Batters emphasised the need for more fairness in the supply chain, underlining that more needs to be done on the responsibilities of supermarkets to pay a fair price for sustainable food.

Batters went on to say that concerning supply chain fairness, “there is no silver bullet”. She explained: “While there’s no doubt that the Groceries Code Adjudicator (GCA) has transformed the way disputes between supplier and retailer are conducted and resolved, there are still many of our members who will not raise a complaint for fear of being de-listed by supermarkets.

“We need a Blueprint for Action. My suggestion is that the GCA survey of suppliers is used to create a new framework. This would embed retailers’ ethical responsibilities to farmers and growers within their business’s environmental sustainability goals and corporate and social responsibility.

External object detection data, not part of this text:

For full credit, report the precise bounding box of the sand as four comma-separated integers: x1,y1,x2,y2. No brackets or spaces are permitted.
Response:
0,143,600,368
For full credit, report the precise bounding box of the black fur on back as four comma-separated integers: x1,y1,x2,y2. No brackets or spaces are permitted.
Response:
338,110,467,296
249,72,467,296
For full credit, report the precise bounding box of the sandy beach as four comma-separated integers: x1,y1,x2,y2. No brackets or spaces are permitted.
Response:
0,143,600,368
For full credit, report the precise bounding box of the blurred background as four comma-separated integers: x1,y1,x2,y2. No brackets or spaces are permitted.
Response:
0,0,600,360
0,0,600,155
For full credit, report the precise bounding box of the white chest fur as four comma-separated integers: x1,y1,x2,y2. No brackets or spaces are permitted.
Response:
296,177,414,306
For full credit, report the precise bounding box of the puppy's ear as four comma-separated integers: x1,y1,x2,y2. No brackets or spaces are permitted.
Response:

“We know that the British public is behind us every step of the way. In 2023, farming and growing rose to second in the list of professions most valued by the public, behind only nursing. We are immensely grateful for this support – it makes all the difference.

“It’s something our politicians should remember in the runup to the general election too. A recent survey showed that 82% of British people want to see targets to increase homegrown food production, and 66% said that parties’ plans for farming will be one of the issues that affects who they vote for at the general election.

“It couldn’t be clearer – progressive policies on sustainable food production aren’t just important for farmers and growers, but anyone who eats food. And it matters at the ballot box.”